I am a Ph.D. in Computer Science with a focus on computational biology and applied machine leanring. I obtained my PhD training at McGill University under the supervision of Prof. Mathieu Blanchette. I will join Data Science and Analytics Thrust at the Hong Kong University of Science and Technology (Guangzhou) as an assistant professor. I received my bachelor’s degree from the City University of Hong Kong (2015). Prior to studying at McGill University, I worked as a research assistant (intern) at Indiana University (2013-2014), and the City University of Hong Kong (2015-2017). For more information, please check my CV.

Openings: I have multiple fully-funded Ph.D. positions (Spring/Fall) and research assistant/intern positions available at HKUST(GZ). In particular, I am looking for students who are interested in computational biology and machine learning to work in the following directions:

  • Computational 3D genomics
  • Data integration via multi-modal learning
  • Interpretable machine learning for (epi)genome data analysis
  • Representation learning approaches in biological data analysis

If you have a degree in physics or similar programs and want to do research in computational biology and machine learning, you can also contact me to discuss possible options in the following directions:

  • 3D genome modeling (i.e., Physics-informed GNN for 3D genome modeling, etc.)

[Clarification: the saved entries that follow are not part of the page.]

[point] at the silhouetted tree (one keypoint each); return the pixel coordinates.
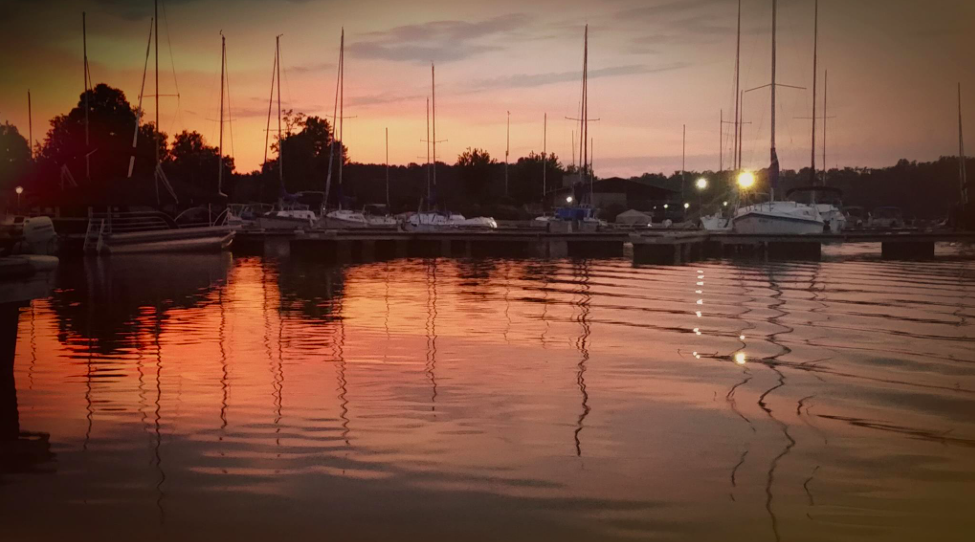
(15, 164)
(194, 162)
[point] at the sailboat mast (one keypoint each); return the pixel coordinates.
(156, 37)
(585, 105)
(507, 149)
(387, 170)
(223, 64)
(775, 5)
(812, 167)
(433, 90)
(277, 63)
(30, 126)
(341, 106)
(737, 165)
(84, 41)
(825, 91)
(544, 153)
(962, 174)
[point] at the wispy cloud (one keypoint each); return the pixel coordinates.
(443, 41)
(541, 79)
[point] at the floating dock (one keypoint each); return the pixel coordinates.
(646, 247)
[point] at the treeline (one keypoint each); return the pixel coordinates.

Please contact me by email with your CV, transcripts, publications (if any), motivation letter (required for shortlisted Ph.D. applicants), and research proposal (optional).

Research

My research focuses on developing and applying computational methods (i.e., algorithmic and machine learning approaches) for interpreting complex biological data sets. This includes:

  1. Developing deep learning and statistical inference approaches to analyze and comprehend 3D genome organization.
  2. Developing and tailoring representation learning algorithms to analyze biological data sets.
  3. Developing and applying computational tools to analyze omics data (i.e., population genetics, cancer genomics, and MS/MS proteomics).

Selected Publications

  • Zhang, Yanlin, and Mathieu Blanchette. “Reference panel guided topological structure annotation of Hi-C data.” Nature Communications 13.1 (2022): 7426.
  • Zhang, Yanlin, and Mathieu Blanchette. “Reference panel-guided super-resolution inference of Hi-C data.” Bioinformatics 39.Supplement_1 (2023): i386-i393. (ISMB/ECCB 2023 proceedings; Accept. rate=14%)
  • Zhang, Zhe, et al. “The Tibetan-Yi region is both a corridor and a barrier for human gene flow.” Cell Reports 39.4 (2022). (co-first author, cover article)

Teaching

  • Course Lecturer: COMP462/561, Computational Biology Methods and Research, McGill U. Fall 2021 [~110 students]
  • Teaching assistant: COMP 462/561, Computational Biology Methods and Research, McGill U. Fall 2020 [~120 students]
  • Head teaching assistant: COMP 551, Applied Machine Learning, MCGILL U. Winter 2020 [395 students]

Scholarships & Awards

2020, FRQNT Doctoral Scholarship, Quebec
2018, Grad Excellence Award in Computer Science, McGill, Quebec
2017, Grad Excellence Award in Quantitative Life Sciences, McGill, Quebec
2016, Outstanding Academic Papers by Students, CityU, Hong Kong S.A.R.
2015, Hong Kong government scholarship, Hong Kong S.A.R.
2013, Chan Wing Fui Scholarship, CityU, Hong Kong S.A.R.
2010, University Entrance Scholarship, CityU, Hong Kong S.A.R.